= Phantom practice =

Phantom practice is the purported phenomenon in which a person's abilities continue to improve, even without practicing at all. It is mostly associated with practicing a musical instrument. After habitual practicing, a person may believe that they have continued to experience improvement even after they stop practicing. Whether these individuals have actually improved or whether it is simply a subjective perception on their part has not been ascertained by researchers.

==Kinesthetic memory==
The phenomenon of retaining a physical skill that has not been used in a long time is well understood. The physical skills of holding and playing an instrument are held in a reflex-level long-term memory called "kinesthetic memory", "motor memory", or "muscle memory." Kinesthetic memory is very durable, and as such, a person may retain the ability to perform on an instrument that they previously played regularly, even if they have not practiced the instrument for weeks or months.

==Confidence==
A sense of confidence is an important performing skill. In a musical sense, confidence can translate into a stronger tone, more self-assured entrances, and a better stage presence. A nervous, anxious player or singer, on the other hand, is likely to have a wavering tone, uncertain intonation, and hesitant entrances. Since confidence often develops as a person matures and gains life experience, some people may notice an improvement in playing a former childhood instrument that they take up again as an adult. Again, although such a person may attribute their stronger tone and playing style to "phantom practicing", other factors such as increased confidence may have caused the improvements.

==Rhythmic skill==
During the interval of not practicing, a person purporting to have experienced "phantom practicing" may have developed other factors besides instrument practicing which contribute to the quality of musical performance, such as rhythmic skill. For example, a drummer who abandons music in their teens, and then studies dancing in their 30s may find, if they return to drumming in their 40s, that their sense of rhythm has improved. While this person might attribute their improved drumming skills to "phantom practice", a more likely explanation is that they improved their rhythmic skills and "time feel" confidence in the intervening decades.

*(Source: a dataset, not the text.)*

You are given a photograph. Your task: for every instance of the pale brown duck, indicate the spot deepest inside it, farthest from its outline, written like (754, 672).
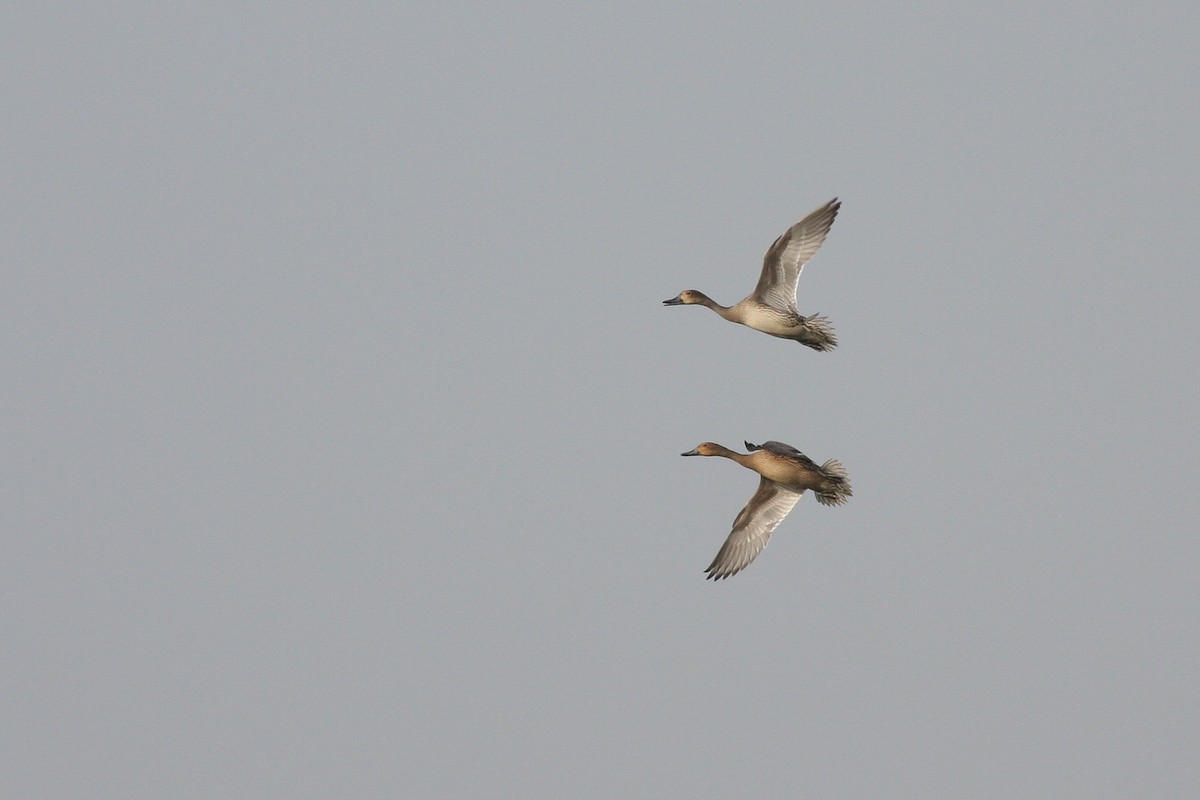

==Knowledge of musical styles and idioms==
Another possibility is that a person may improve their knowledge of musical styles and idioms during a period of non-practicing. For example, if a person learns all of the core jazz piano techniques in their teens, and then abandons the instrument, followed by a 20-year interval of listening to jazz and going to jazz concerts, this person may feel that they have benefitted from "phantom practicing" if they return to jazz piano playing in their 40s. Instead, it is more likely that the improvement in this person's jazz playing is due to decades of experience of listening to authentic jazz playing "comping" and "blowing".